We denote by W the weight of a seed, i.e., the number of 1's in it. L is the length of R, the
target sequence in which we want to find the seed. M is the seed length (counting 1's and
*'s, e.g., 1*1**11 is of length 7). p is the probability of 1 in the target sequence, and we
assume i.i.d. positions. A hit in position i on the target is is a match of M to R[i,i+M-1] (i.e., all
the seed's 1-positions match 1's in the sub-sequence of the target). The sensitivity of seed s
is the probability that s has a hit in at least one position of the target sequence.
a. What is the expected number of hits in the target sequence? Write it as a function of
L, M, p and W.
b. You are given two seeds: s1=11111*** and s2=11**11*1. What is the expected
number of hits of each of them, given that si has a hit in the first position in the
sequence and the sequence length is 11? Write the expectations as a function of p.
c.

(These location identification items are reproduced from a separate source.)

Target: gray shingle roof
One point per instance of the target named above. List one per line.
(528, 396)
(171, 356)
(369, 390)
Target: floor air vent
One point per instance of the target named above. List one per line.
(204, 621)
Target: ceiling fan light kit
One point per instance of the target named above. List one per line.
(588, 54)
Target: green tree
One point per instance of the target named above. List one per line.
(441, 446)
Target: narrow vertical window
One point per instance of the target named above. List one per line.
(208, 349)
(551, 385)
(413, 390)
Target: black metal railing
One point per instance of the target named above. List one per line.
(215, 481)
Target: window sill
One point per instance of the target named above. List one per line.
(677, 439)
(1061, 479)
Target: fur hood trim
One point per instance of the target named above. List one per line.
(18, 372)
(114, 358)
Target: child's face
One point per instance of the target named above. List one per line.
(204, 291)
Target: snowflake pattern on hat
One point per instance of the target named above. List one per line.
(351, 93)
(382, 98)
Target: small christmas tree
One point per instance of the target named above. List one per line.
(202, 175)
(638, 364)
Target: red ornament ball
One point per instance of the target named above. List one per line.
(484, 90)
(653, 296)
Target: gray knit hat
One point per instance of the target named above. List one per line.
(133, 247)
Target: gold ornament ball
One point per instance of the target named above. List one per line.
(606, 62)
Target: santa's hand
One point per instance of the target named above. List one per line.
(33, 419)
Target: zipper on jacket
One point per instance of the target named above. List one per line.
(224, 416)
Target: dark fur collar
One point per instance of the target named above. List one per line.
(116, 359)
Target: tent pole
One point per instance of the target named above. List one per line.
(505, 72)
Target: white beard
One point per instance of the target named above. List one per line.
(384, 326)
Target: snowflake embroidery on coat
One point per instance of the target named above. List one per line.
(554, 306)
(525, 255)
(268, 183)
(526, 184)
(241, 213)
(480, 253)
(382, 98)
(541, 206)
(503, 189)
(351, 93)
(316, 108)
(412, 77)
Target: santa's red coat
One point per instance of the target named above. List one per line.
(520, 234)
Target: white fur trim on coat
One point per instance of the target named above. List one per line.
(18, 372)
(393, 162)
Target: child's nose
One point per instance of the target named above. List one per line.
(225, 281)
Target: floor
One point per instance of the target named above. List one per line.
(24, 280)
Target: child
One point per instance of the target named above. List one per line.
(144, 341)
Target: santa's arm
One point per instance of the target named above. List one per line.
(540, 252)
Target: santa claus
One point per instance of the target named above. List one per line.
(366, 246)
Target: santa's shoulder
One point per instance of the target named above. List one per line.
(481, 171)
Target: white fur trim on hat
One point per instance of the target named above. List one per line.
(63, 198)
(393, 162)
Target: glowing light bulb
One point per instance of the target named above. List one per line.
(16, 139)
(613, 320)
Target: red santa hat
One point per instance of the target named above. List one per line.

Use the equation of E(# hits) = P(s hits first position) * E(# hits | s hits first position)
to show that the sensitivity of the spaced seed in b is greater than that of the
continuous seed (i.e., show that P(s hits the first position) is greater for the spaced
seed).
d. Let b be a string of length M, and let f(i,b) be the probability of s hitting the prefix
L[1,i] of the target sequence, where b=L[i-M+1,i]. If s=b, then f(i,b) = 1. Give a
recursive formula for the case where sb.
e. (bonus) Write the probability of s hitting a target sequence of length L as a function
of f(i, b). Hint: write it as a sum over all possible suffixes b.
Q. 5:
We want to solve the tree alignment problem assuming triangle inequality using a restricted
variant of the lifted alignment algorithm. In this variant, which we call “one sided lifted
alignment”, we are given a binary tree with leaf labels and a representation of the tree so
that the two children of each non-leaf node are labeled “left” and “right”. As in the regular
lifting algorithm the label of a node is one of the labels of its children, but here it must be
selected so that for all nodes in the same level the lifting is from the same side, left or right.
We define the following transformation from the optimal tree T (optimal in the sense that
the sum of distances over all tree edges is minimal, without the constraint of one-sided lifted
alignment): start from bottom and go up – in each level choose to lift all labels from the right
or the left child depending on the choice closer to the parent label in the optimal tree.
Denote this tree T'.
a. Prove that the cost of T' is at most twice the cost of T. (Hint: follow the same proof
as with regular lifted alignment but sum separately each level, then prove that each
non-zero edge is bounded by the cost of the path from leaf to node, and that these
paths are disjoint and cover the whole tree).
b. Describe a polynomial algorithm for finding the best one sided lifted alignment.
Write its running time as a function of k (number of leafs), n (the length of the
sequence in each leaf) and h (the height of the tree).
c. (bonus) Prove that the best one sided lifted alignment guarantees a 2approximation.